A deep dive into Peru
Although occupancy was slightly lower than June, Peru continued to post the region’s highest occupancy level in July due to government initiatives. The country’s ADR and RevPAR levels, however, were the lowest for any month on record in STR’s Peru database.
Lima, among all Latin America key cities, posted the highest occupancy in July. The occupancy of open hotels in the city sat as high as 56%.
Lima: Where does recovery stand?
Lima has seen steady occupancy increases due to the government initiative “Apoyo Solidario.” For the week ending 27 June, the market posted a 62.4% occupancy level, its highest weekly occupancy level since March. For comparison, the regional market posted a 13.5% occupancy for the week ending 27 June, its lowest weekly occupancy level since April.

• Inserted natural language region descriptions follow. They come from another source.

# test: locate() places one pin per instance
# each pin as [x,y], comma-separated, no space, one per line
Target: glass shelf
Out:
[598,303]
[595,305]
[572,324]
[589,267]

Has future development been affected?
Peru still shows a considerable amount of pipeline projects; however, many have been shelved since the beginning of the year because of the pandemic. Although the market has 5,626 projects in the various phases of the pipeline, 479 projects have been abandoned this year.
At the time of writing, 2,175 projects are in construction. However, with uncertainty remaining around the pandemic, and many projects still in the planning phase, we could see a decrease in that number.
Conclusion: Where is Peru in the recovery cycle?
Most hotels will be reopened in the next two months. Although there are many uncertainties, domestic business demand might have returned, however, international and group demand are unlikely to return soon as controls over movement of people remain in place.